Board pearl: The number-one Step 3 trap is choosing a 2-drug regimen — all modern PEP is 3 drugs. The number-two trap is delaying the first dose for source testing — never delay.
— "A medical student is stuck with a hollow-bore needle while drawing blood from a known HIV+ patient with viral load 200,000. The exposure occurred 90 minutes ago." → Start TDF/FTC + DTG immediately, baseline labs, occupational health consult, 28-day course
— "Patient presents 80 hours after condomless receptive anal sex with HIV+ partner of unknown ART status." → PEP not indicated (>72 h); offer PrEP initiation after baseline HIV testing
— "Healthcare worker exposed to blood from patient with HIV on ART, viral load <20 for 2 years." → Counsel that transmission risk is negligible (U=U); PEP generally not required, document shared decision-making
— "20-year-old woman sexually assaulted 4 hours ago, assailant unknown HIV status." → PEP (TDF/FTC + DTG) + emergency contraception (ulipristal or levonorgestrel) + GC/CT/syphilis empiric treatment (ceftriaxone + doxycycline + metronidazole) + HBV vaccine if non-immune + SANE exam + counseling
— "26-year-old G2P1 at 14 weeks pregnant has needlestick from HIV+ source." → Start PEP immediately with TDF/FTC + DTG or RAL; do not delay for OB consult; pregnancy is not a contraindication
— "55-year-old with CKD stage 3, eGFR 45, exposed to HIV." → TAF/FTC + DTG (not TDF)
— "Healthcare worker, unvaccinated for HBV, stuck by HBsAg+ source." → HBIG + HBV vaccine series + HIV PEP all together
— "MSM completing PEP after 4th exposure this year." → Transition to PrEP + STI screening + behavioral counseling + consider doxy-PEP
— "Patient starting PEP has positive 4th-gen HIV test on baseline draw." → Do not continue PEP as PEP; transition to full ART evaluation (genotype, CD4, viral load) and treatment
Key distinction: Step 3 stems differ from Step 2 by emphasizing what to order next and follow-up cadence — memorize the 6-week / 12-week testing schedule and the end-of-PEP PrEP transition.

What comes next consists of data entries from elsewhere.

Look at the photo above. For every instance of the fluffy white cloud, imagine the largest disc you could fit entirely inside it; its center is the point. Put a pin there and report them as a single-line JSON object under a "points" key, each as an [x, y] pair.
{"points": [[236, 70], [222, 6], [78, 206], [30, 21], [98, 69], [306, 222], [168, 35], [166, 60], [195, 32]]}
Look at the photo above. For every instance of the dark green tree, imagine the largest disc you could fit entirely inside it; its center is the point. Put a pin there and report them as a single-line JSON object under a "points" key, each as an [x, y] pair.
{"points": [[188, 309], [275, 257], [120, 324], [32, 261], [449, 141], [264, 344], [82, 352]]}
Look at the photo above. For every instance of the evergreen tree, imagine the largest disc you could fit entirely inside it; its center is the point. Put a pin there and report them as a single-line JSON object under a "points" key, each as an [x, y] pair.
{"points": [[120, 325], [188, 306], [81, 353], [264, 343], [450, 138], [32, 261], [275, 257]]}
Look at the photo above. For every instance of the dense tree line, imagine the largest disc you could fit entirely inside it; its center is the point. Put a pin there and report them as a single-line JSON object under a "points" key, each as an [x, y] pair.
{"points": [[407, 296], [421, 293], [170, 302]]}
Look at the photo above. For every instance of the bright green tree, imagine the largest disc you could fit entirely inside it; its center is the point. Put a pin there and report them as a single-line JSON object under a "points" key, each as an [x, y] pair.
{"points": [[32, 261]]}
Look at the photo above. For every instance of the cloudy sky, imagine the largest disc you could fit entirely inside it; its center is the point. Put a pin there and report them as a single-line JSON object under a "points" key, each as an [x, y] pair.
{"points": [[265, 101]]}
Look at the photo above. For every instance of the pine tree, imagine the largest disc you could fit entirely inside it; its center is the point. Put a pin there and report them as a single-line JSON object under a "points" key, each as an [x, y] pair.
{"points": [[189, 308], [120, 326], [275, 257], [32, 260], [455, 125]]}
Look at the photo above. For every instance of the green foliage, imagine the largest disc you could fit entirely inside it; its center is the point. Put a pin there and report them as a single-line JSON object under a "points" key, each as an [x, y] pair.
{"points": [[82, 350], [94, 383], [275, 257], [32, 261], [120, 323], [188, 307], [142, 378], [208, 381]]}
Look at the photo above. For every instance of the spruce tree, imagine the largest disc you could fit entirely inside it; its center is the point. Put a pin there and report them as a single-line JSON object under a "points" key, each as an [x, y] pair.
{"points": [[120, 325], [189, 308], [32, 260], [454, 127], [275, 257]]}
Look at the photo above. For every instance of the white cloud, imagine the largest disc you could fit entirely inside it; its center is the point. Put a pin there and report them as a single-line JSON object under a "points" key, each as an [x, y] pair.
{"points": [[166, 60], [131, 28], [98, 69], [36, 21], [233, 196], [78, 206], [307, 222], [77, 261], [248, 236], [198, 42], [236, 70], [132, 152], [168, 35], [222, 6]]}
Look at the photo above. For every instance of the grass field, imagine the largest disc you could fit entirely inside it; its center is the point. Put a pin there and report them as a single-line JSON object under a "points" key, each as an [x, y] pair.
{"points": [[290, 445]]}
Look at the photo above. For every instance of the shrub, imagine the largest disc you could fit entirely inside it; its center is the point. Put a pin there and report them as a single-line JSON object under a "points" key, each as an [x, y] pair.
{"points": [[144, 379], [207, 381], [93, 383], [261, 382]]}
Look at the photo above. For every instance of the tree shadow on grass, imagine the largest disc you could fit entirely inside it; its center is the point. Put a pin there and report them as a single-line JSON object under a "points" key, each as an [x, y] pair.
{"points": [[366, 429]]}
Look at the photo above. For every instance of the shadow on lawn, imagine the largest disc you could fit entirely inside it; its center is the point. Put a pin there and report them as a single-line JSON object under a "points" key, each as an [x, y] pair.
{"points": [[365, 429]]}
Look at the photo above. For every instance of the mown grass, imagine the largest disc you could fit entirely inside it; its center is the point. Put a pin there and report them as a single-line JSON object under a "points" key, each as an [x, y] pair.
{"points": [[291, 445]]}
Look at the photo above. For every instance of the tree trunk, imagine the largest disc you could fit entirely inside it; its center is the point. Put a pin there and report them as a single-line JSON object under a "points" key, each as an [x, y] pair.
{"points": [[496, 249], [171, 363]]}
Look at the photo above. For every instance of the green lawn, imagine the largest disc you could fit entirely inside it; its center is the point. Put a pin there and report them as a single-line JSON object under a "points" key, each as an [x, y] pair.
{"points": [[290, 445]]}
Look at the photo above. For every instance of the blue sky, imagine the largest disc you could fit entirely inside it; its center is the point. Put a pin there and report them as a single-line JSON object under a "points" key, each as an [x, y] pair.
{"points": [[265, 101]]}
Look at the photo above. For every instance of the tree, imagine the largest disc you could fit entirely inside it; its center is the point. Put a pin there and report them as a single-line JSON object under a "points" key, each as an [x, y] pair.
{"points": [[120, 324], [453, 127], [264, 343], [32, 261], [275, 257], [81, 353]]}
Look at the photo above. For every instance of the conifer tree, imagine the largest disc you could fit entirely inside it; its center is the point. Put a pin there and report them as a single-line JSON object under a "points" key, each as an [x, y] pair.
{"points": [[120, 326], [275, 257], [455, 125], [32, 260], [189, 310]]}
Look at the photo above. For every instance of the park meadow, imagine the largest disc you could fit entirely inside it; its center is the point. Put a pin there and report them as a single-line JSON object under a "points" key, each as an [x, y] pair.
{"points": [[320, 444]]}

HIV post-exposure prophylaxis is a 28-day, 3-drug antiretroviral regimen — preferably tenofovir/emtricitabine plus dolutegravir — initiated within 72 hours (ideally <2 hours) of a discrete blood or sexual exposure, with baseline and serial 4th-generation HIV testing at 6 and 12 weeks, and seamless transition to PrEP if exposure risk continues.
Board pearl: If you remember only three things from this topic — (1) 72 hours, (2) 28 days, (3) three drugs (TDF/FTC + INSTI) — you will answer the majority of Step 3 PEP questions correctly. The remaining points come from knowing the 6/12-week follow-up schedule, recognizing the PrEP transition opportunity, and never delaying the first dose for labs or consults.